One real-world example from published research showed an adjusted risk ratio of 1.5 (a 50% increase in risk), while the corresponding odds ratio was 2.3. If someone read that OR as a risk ratio, they’d think the risk more than doubled, when it actually only went up by half. In an even more extreme case, a stratified odds ratio of 6.26 corresponded to a risk ratio of just 1.48.

Why This Misinterpretation Is So Common

The problem often starts with logistic regression, one of the most widely used statistical tools in medical research. Logistic regression produces odds ratios, not risk ratios. Researchers use it because it handles multiple confounding variables well, but the output can be misleading when the outcome isn’t rare. About one-third of cohort studies in the medical literature use logistic regression to adjust for confounders, and 40% of those produce odds ratios that deviate more than 20% from the underlying risk ratio. Among randomized controlled trials that use logistic regression, roughly two-thirds produce odds ratios with that level of distortion.

This isn’t just an academic concern. When odds ratios are mistaken for risk ratios, it can influence treatment decisions and health policy. Both numbers are technically correct, but they answer slightly different questions, and conflating them overstates the size of the effect.

Where You’ll See Odds Ratios

Odds ratios are the standard measure in case-control studies, where researchers compare people who already have a condition to a similar group who don’t, then look backward at exposures. In this study design, you can’t calculate risk directly because you selected participants based on the outcome, so the odds ratio is the natural choice.

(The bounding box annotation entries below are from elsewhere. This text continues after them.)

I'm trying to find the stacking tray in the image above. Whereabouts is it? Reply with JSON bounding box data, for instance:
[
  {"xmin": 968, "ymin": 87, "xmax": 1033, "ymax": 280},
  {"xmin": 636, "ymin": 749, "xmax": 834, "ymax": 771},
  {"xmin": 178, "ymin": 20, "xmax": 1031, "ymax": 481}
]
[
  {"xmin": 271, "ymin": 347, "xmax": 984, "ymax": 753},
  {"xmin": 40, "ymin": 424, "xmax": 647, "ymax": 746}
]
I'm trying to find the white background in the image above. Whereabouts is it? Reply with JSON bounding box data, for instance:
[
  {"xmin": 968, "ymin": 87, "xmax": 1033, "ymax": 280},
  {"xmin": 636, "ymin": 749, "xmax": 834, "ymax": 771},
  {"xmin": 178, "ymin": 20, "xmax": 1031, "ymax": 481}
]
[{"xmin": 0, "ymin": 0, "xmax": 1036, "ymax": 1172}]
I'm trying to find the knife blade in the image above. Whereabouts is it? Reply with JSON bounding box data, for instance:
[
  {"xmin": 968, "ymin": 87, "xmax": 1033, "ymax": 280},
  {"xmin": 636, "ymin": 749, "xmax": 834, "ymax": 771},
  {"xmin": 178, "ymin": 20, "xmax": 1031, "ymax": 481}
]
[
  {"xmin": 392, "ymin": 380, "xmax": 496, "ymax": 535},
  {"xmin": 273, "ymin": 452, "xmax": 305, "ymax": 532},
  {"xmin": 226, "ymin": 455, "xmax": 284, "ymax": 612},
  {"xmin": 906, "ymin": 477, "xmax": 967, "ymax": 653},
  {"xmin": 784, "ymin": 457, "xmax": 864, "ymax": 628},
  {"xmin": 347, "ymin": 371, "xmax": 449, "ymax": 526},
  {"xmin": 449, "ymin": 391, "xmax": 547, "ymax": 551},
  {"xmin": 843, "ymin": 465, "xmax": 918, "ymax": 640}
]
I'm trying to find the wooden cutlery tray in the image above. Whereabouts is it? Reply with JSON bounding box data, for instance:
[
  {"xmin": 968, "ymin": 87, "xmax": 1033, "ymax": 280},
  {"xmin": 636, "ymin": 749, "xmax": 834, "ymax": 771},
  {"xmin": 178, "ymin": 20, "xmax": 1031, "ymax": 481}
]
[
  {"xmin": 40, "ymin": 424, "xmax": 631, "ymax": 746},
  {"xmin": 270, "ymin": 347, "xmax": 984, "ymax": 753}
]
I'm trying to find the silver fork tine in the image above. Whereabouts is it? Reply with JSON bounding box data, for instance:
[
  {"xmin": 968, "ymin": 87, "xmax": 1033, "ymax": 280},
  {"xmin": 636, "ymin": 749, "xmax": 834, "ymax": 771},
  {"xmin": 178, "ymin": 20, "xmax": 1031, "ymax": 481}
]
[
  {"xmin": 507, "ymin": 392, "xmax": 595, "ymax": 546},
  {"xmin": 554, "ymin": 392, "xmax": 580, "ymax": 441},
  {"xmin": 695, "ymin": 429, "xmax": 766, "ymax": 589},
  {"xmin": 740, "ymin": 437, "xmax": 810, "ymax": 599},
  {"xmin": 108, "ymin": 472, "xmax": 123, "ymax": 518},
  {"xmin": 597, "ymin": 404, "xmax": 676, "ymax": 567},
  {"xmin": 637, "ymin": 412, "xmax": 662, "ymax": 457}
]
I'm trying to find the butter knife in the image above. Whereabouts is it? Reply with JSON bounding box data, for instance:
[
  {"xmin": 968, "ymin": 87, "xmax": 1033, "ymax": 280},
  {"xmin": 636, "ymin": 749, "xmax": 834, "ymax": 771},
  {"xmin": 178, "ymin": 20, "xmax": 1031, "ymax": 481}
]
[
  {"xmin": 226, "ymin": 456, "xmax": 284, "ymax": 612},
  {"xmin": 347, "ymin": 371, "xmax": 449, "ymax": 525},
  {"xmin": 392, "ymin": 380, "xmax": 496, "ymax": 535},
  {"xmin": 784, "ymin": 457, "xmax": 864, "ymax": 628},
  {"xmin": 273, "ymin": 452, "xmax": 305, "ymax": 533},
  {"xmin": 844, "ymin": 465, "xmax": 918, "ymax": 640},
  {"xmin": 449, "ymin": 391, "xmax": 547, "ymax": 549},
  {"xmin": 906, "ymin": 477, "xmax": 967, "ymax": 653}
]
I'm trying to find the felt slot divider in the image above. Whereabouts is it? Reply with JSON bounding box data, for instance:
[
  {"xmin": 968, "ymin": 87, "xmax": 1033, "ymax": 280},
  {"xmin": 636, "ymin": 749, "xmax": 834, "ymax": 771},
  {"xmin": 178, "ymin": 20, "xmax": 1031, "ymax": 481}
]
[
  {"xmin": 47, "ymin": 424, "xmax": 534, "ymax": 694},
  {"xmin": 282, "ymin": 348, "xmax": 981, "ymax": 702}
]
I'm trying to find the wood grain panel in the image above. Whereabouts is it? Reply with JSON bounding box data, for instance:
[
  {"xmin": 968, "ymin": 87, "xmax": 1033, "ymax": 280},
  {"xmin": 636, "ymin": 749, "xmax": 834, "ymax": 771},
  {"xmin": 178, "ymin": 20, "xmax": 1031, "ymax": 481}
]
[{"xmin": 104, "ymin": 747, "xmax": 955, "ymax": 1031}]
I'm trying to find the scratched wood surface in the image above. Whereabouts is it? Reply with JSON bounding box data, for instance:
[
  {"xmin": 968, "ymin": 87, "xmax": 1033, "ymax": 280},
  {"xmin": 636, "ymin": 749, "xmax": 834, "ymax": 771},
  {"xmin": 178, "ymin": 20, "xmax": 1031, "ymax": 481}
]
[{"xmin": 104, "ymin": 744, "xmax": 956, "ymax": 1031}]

They also appear in any analysis that uses logistic regression, including cohort studies and clinical trials. When you read a medical paper reporting that a certain factor is “associated with 2.5 times the odds” of some outcome, that 2.5 is an odds ratio. If logistic regression was used in a study with a common outcome, keep in mind that the actual increase in risk is likely smaller than the OR suggests.

The Rare Disease Assumption

Epidemiologists refer to the “rare disease assumption” when using odds ratios as substitutes for risk ratios. The logic is straightforward: when very few people in the unexposed group experience the outcome, the odds and the probability are nearly the same number. If 3 out of 100 people get sick, the probability is 3/100 (0.03) and the odds are 3/97 (0.031). Those values are almost identical, so the odds ratio closely tracks the risk ratio.

In case-control studies specifically, the odds ratio can approximate the risk ratio without this rare disease assumption, but only when controls are selected in certain ways. If controls are sampled from the general population regardless of whether they experienced the outcome, the OR equals the risk ratio no matter how common the outcome is.